Still close to home my sister and I moved on to Banagher and visited the grave of Arthur Bell Nicolls, former husband of Charlotte Bronte. After she died in childbirth he returned to Banagher and married Mary Anna Bell his cousin. The Bell family has a large cemetery plot with ornamental trellis bordering their graves. The sleepy little town of Banagher on the banks of the Shannon had many surprising secrets, including its great connections with Oscar Wilde's father, the pioneering surgeon, Sir William Wilde. William's paternal ancestor apparently was a soldier in the army of William of Orange who came to Ireland as part of the invasion force in 1689. William was born in Castlerea and was a past student of Banagher Royal School. Banagher area is a treasure of monastic sites, a Martello Tower and a Cromwellian Castle. There are amazing examples of well preserved bow-fronted Georgian houses lining the wide streets of both Banagher and Birr. Anthony Trollope was stationed in Banagher as Post Office surveyor in 1841: it was here he wrote his first two novels, both with Irish settings.
Where better to stop for an alfresco picnic than in the heart of the green jewel of Ireland. Under blue skies we devoured chunks of fresh brown bread with pate de foi gras, Irish smoked salmon in an assortment of savoury sandwiches, washed down with hot tea en flask, while basking in the soft fresh countryside around us.

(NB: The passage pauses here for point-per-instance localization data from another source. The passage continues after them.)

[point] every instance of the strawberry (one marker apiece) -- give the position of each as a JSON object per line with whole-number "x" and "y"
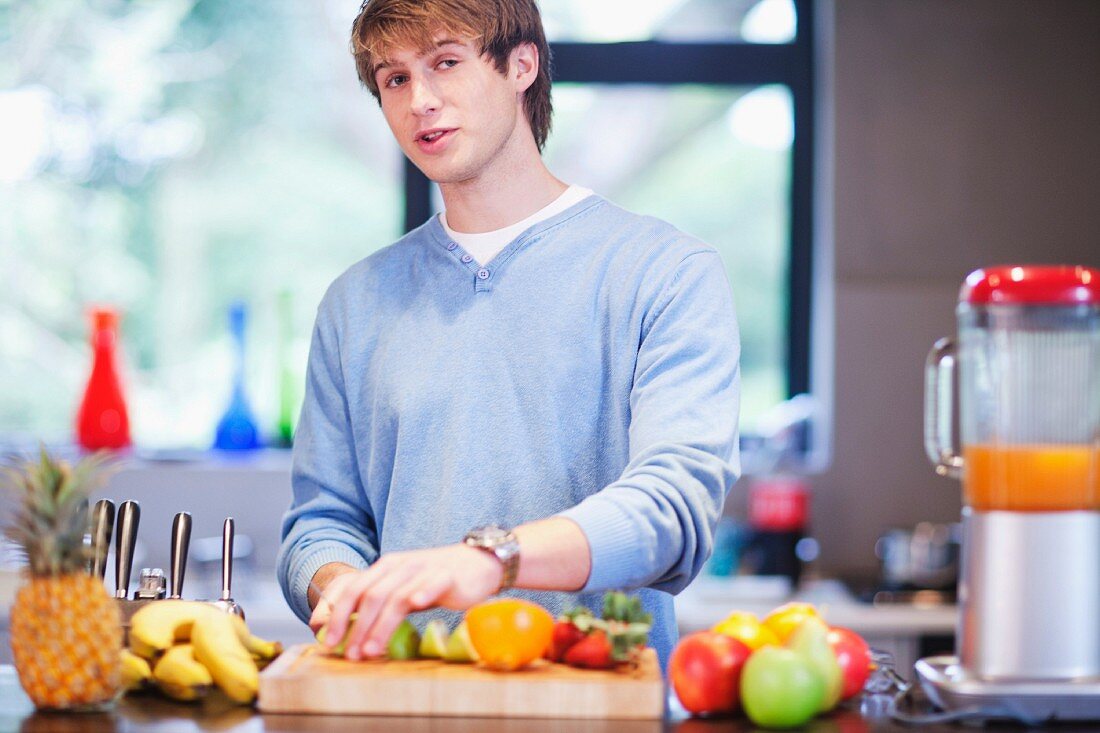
{"x": 593, "y": 652}
{"x": 565, "y": 634}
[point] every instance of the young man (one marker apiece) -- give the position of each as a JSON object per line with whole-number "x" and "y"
{"x": 535, "y": 359}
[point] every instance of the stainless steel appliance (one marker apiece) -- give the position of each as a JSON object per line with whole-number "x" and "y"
{"x": 1027, "y": 367}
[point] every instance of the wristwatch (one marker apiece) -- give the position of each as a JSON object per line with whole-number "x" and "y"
{"x": 502, "y": 544}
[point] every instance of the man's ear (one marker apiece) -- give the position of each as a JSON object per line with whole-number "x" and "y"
{"x": 524, "y": 65}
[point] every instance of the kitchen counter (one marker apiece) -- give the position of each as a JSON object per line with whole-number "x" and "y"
{"x": 154, "y": 714}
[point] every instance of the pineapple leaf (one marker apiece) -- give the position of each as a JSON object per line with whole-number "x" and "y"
{"x": 52, "y": 517}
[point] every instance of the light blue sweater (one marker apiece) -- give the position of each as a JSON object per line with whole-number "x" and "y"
{"x": 589, "y": 371}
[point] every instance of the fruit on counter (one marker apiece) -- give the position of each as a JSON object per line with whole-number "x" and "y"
{"x": 509, "y": 633}
{"x": 617, "y": 636}
{"x": 405, "y": 642}
{"x": 262, "y": 651}
{"x": 705, "y": 671}
{"x": 746, "y": 627}
{"x": 592, "y": 652}
{"x": 179, "y": 676}
{"x": 64, "y": 625}
{"x": 811, "y": 641}
{"x": 190, "y": 646}
{"x": 564, "y": 636}
{"x": 136, "y": 673}
{"x": 854, "y": 657}
{"x": 789, "y": 616}
{"x": 433, "y": 642}
{"x": 780, "y": 688}
{"x": 156, "y": 626}
{"x": 459, "y": 647}
{"x": 218, "y": 646}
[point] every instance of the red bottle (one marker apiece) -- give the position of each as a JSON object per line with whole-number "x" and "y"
{"x": 102, "y": 420}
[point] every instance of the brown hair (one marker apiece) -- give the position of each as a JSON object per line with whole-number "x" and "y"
{"x": 497, "y": 26}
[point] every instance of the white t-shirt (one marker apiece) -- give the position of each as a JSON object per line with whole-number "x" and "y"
{"x": 485, "y": 245}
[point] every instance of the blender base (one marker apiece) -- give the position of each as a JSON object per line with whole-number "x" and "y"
{"x": 1030, "y": 701}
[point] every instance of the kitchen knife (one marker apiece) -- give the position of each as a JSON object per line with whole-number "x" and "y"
{"x": 226, "y": 601}
{"x": 125, "y": 537}
{"x": 102, "y": 518}
{"x": 180, "y": 540}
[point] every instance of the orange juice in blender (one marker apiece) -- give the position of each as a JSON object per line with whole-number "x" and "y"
{"x": 1042, "y": 478}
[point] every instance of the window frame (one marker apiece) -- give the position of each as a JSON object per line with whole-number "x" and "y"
{"x": 717, "y": 64}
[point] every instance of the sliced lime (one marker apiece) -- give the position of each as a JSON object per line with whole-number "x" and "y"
{"x": 404, "y": 643}
{"x": 433, "y": 642}
{"x": 459, "y": 647}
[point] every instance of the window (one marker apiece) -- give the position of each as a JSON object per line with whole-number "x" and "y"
{"x": 171, "y": 161}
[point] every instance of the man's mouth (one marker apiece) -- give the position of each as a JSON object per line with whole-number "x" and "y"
{"x": 431, "y": 135}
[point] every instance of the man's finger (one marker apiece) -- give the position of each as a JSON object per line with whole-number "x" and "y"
{"x": 343, "y": 601}
{"x": 371, "y": 597}
{"x": 428, "y": 592}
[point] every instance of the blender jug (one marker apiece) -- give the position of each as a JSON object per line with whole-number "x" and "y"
{"x": 1029, "y": 379}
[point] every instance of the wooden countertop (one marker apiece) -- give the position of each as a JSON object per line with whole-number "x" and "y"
{"x": 150, "y": 713}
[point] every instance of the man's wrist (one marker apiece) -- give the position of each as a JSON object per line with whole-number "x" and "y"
{"x": 493, "y": 566}
{"x": 325, "y": 575}
{"x": 503, "y": 545}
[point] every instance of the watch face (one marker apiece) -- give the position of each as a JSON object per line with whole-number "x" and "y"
{"x": 490, "y": 534}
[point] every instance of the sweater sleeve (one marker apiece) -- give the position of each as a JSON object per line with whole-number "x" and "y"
{"x": 329, "y": 518}
{"x": 653, "y": 526}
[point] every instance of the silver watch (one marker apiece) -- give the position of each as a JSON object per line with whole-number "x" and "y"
{"x": 502, "y": 544}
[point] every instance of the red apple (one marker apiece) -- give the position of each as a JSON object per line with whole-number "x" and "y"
{"x": 854, "y": 657}
{"x": 705, "y": 670}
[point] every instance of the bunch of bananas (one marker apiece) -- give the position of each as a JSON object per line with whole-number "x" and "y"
{"x": 184, "y": 648}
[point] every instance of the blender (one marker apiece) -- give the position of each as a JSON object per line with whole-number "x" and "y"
{"x": 1026, "y": 363}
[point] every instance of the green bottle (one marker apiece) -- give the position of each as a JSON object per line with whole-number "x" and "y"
{"x": 288, "y": 402}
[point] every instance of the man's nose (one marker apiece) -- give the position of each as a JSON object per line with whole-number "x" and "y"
{"x": 424, "y": 99}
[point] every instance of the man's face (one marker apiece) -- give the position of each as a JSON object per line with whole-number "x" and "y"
{"x": 450, "y": 110}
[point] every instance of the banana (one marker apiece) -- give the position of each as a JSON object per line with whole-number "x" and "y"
{"x": 179, "y": 676}
{"x": 218, "y": 646}
{"x": 156, "y": 626}
{"x": 261, "y": 649}
{"x": 135, "y": 670}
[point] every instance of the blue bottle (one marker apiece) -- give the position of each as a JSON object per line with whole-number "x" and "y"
{"x": 237, "y": 429}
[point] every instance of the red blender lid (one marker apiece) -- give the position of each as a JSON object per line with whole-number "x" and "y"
{"x": 1033, "y": 285}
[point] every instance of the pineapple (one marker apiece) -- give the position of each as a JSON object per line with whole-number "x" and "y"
{"x": 65, "y": 627}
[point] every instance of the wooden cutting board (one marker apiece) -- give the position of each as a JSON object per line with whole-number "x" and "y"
{"x": 306, "y": 680}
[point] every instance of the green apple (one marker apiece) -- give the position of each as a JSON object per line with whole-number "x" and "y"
{"x": 811, "y": 642}
{"x": 404, "y": 642}
{"x": 780, "y": 688}
{"x": 433, "y": 642}
{"x": 459, "y": 646}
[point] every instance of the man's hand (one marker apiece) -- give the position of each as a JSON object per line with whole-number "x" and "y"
{"x": 453, "y": 577}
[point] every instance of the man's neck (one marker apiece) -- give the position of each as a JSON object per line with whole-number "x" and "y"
{"x": 513, "y": 190}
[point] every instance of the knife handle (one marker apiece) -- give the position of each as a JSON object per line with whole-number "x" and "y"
{"x": 125, "y": 537}
{"x": 227, "y": 558}
{"x": 180, "y": 542}
{"x": 102, "y": 521}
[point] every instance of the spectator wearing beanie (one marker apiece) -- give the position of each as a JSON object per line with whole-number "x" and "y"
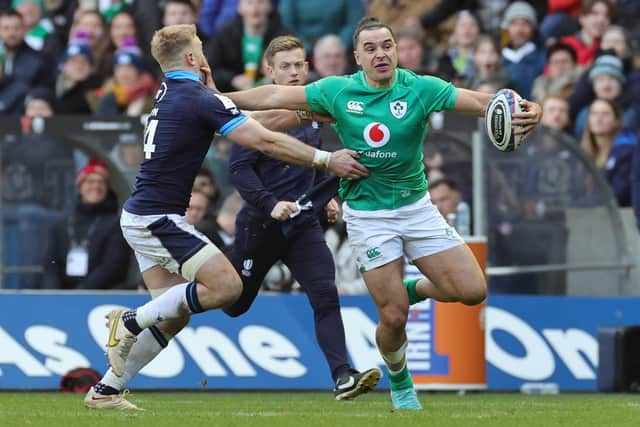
{"x": 12, "y": 90}
{"x": 76, "y": 79}
{"x": 131, "y": 91}
{"x": 595, "y": 17}
{"x": 608, "y": 83}
{"x": 86, "y": 250}
{"x": 38, "y": 28}
{"x": 561, "y": 74}
{"x": 522, "y": 57}
{"x": 39, "y": 103}
{"x": 236, "y": 51}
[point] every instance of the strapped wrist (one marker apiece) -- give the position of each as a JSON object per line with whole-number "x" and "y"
{"x": 321, "y": 159}
{"x": 303, "y": 115}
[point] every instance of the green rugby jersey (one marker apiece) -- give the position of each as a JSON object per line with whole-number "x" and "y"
{"x": 387, "y": 126}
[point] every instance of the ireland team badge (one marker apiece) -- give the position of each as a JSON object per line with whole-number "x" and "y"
{"x": 398, "y": 108}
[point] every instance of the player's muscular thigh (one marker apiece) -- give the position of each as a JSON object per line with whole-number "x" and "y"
{"x": 222, "y": 283}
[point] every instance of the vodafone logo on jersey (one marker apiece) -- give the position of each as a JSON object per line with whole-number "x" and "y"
{"x": 376, "y": 134}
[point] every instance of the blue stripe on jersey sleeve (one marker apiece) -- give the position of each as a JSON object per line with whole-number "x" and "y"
{"x": 232, "y": 124}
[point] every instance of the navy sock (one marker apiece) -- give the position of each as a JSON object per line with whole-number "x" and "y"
{"x": 105, "y": 389}
{"x": 192, "y": 298}
{"x": 129, "y": 319}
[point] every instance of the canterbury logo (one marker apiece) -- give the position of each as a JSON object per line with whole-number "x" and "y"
{"x": 355, "y": 106}
{"x": 112, "y": 333}
{"x": 374, "y": 253}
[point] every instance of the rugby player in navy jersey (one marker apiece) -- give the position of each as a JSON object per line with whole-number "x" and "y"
{"x": 270, "y": 188}
{"x": 184, "y": 272}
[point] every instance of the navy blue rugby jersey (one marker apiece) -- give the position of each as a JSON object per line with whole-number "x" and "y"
{"x": 179, "y": 131}
{"x": 263, "y": 181}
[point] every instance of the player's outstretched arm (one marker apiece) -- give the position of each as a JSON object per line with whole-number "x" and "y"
{"x": 280, "y": 120}
{"x": 252, "y": 134}
{"x": 472, "y": 102}
{"x": 270, "y": 97}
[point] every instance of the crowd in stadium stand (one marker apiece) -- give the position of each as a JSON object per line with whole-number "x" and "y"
{"x": 579, "y": 58}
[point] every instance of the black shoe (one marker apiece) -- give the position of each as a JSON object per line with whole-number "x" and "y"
{"x": 356, "y": 383}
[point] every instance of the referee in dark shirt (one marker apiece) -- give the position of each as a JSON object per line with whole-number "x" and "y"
{"x": 265, "y": 232}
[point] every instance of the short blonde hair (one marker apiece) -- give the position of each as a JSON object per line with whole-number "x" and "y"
{"x": 169, "y": 43}
{"x": 282, "y": 44}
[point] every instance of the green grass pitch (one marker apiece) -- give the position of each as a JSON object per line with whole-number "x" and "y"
{"x": 308, "y": 409}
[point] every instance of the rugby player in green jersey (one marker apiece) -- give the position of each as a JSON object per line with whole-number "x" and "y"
{"x": 382, "y": 112}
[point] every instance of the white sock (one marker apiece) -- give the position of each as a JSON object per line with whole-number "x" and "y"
{"x": 144, "y": 350}
{"x": 172, "y": 304}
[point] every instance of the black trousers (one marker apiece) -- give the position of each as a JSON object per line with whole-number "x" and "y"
{"x": 259, "y": 244}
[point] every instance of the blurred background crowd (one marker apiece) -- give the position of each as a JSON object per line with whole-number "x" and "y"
{"x": 579, "y": 58}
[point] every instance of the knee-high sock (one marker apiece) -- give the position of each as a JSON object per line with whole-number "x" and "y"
{"x": 149, "y": 344}
{"x": 176, "y": 302}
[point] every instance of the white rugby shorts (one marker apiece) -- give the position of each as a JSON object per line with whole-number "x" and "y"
{"x": 382, "y": 236}
{"x": 166, "y": 240}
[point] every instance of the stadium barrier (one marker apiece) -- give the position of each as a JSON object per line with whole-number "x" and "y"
{"x": 528, "y": 339}
{"x": 39, "y": 343}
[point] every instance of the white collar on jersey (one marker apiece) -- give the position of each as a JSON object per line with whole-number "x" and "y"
{"x": 182, "y": 74}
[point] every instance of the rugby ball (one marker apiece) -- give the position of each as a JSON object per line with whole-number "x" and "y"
{"x": 497, "y": 120}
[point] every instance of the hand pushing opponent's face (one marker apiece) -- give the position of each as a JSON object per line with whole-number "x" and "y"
{"x": 289, "y": 67}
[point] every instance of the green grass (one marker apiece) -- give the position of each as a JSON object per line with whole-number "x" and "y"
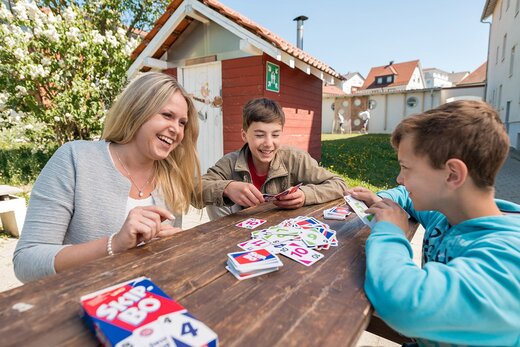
{"x": 362, "y": 160}
{"x": 366, "y": 160}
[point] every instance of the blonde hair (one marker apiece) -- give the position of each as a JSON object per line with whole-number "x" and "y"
{"x": 178, "y": 175}
{"x": 262, "y": 110}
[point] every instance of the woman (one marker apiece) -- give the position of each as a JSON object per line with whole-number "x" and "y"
{"x": 98, "y": 198}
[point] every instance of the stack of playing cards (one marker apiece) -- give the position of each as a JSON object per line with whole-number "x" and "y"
{"x": 273, "y": 197}
{"x": 297, "y": 239}
{"x": 337, "y": 212}
{"x": 139, "y": 313}
{"x": 252, "y": 263}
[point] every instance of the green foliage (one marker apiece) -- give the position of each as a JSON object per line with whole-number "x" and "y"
{"x": 20, "y": 164}
{"x": 367, "y": 160}
{"x": 62, "y": 63}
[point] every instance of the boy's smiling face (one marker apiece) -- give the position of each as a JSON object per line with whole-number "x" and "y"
{"x": 263, "y": 140}
{"x": 425, "y": 184}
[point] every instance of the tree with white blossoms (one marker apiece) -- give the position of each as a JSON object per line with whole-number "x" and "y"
{"x": 62, "y": 63}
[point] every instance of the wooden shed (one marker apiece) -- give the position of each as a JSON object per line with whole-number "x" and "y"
{"x": 224, "y": 59}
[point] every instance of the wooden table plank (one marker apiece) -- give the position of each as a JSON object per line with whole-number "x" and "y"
{"x": 325, "y": 301}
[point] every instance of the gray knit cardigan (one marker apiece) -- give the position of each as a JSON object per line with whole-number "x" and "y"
{"x": 79, "y": 196}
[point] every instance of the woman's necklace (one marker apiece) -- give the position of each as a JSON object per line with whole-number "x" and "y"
{"x": 140, "y": 190}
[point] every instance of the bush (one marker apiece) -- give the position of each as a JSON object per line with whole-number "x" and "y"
{"x": 21, "y": 164}
{"x": 367, "y": 160}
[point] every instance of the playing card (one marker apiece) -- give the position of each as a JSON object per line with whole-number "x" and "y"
{"x": 187, "y": 331}
{"x": 313, "y": 238}
{"x": 277, "y": 239}
{"x": 290, "y": 190}
{"x": 298, "y": 252}
{"x": 251, "y": 223}
{"x": 360, "y": 207}
{"x": 253, "y": 244}
{"x": 254, "y": 260}
{"x": 243, "y": 276}
{"x": 337, "y": 212}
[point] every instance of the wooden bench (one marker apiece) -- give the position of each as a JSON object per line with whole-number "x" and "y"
{"x": 12, "y": 210}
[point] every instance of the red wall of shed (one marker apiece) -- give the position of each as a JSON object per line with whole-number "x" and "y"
{"x": 300, "y": 97}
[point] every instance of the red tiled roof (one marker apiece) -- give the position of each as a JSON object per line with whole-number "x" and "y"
{"x": 333, "y": 90}
{"x": 477, "y": 76}
{"x": 402, "y": 72}
{"x": 236, "y": 17}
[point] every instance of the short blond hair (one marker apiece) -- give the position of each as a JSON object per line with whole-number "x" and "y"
{"x": 179, "y": 174}
{"x": 262, "y": 110}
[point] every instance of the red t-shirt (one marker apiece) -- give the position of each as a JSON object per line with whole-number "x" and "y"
{"x": 258, "y": 181}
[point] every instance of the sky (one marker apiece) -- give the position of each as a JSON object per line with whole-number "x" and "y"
{"x": 355, "y": 35}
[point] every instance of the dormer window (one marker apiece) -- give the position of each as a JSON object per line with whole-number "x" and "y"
{"x": 385, "y": 79}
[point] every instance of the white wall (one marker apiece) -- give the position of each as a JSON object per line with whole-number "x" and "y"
{"x": 416, "y": 81}
{"x": 355, "y": 81}
{"x": 505, "y": 21}
{"x": 327, "y": 115}
{"x": 391, "y": 108}
{"x": 460, "y": 93}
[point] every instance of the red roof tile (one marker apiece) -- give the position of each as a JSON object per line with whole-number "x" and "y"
{"x": 402, "y": 72}
{"x": 477, "y": 76}
{"x": 239, "y": 19}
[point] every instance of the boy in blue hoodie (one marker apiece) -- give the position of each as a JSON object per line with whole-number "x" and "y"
{"x": 468, "y": 289}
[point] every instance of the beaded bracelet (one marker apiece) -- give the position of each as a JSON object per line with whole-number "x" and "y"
{"x": 109, "y": 245}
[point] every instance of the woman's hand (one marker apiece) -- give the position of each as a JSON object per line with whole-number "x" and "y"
{"x": 363, "y": 194}
{"x": 142, "y": 225}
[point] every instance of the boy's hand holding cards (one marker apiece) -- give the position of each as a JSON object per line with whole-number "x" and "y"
{"x": 290, "y": 190}
{"x": 360, "y": 207}
{"x": 337, "y": 213}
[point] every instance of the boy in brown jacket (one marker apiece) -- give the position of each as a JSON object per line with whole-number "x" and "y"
{"x": 239, "y": 179}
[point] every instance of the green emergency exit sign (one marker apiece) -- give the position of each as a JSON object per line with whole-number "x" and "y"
{"x": 272, "y": 77}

Moving on we explored a lot of Co Roscommon's famous places, including Strokestown Park House and National Famine Museum. The 18th century mansion has been faithfully preserved. I was stunned by the beauty of one particular room we were shown into. A Renoir masterpiece hung above the marble fireplace, its soft pastels echoed in the thick Oriental rug. A carriage clock was perched on the mantle opposite a crystal vase of orchids. A walnut Chippendale secretaire desk gleamed in a corner. We managed to walk a little of the six-acre Georgian walled garden complex, and got an insight into the horticultural practices from the 1740's to the present day. So, our day of discovery was nearly over. My sister and I agreed with Oscar Wilde's saying that: "We can have in life but one great experience at best, and the secret of life is to reproduce that experience as often as possible".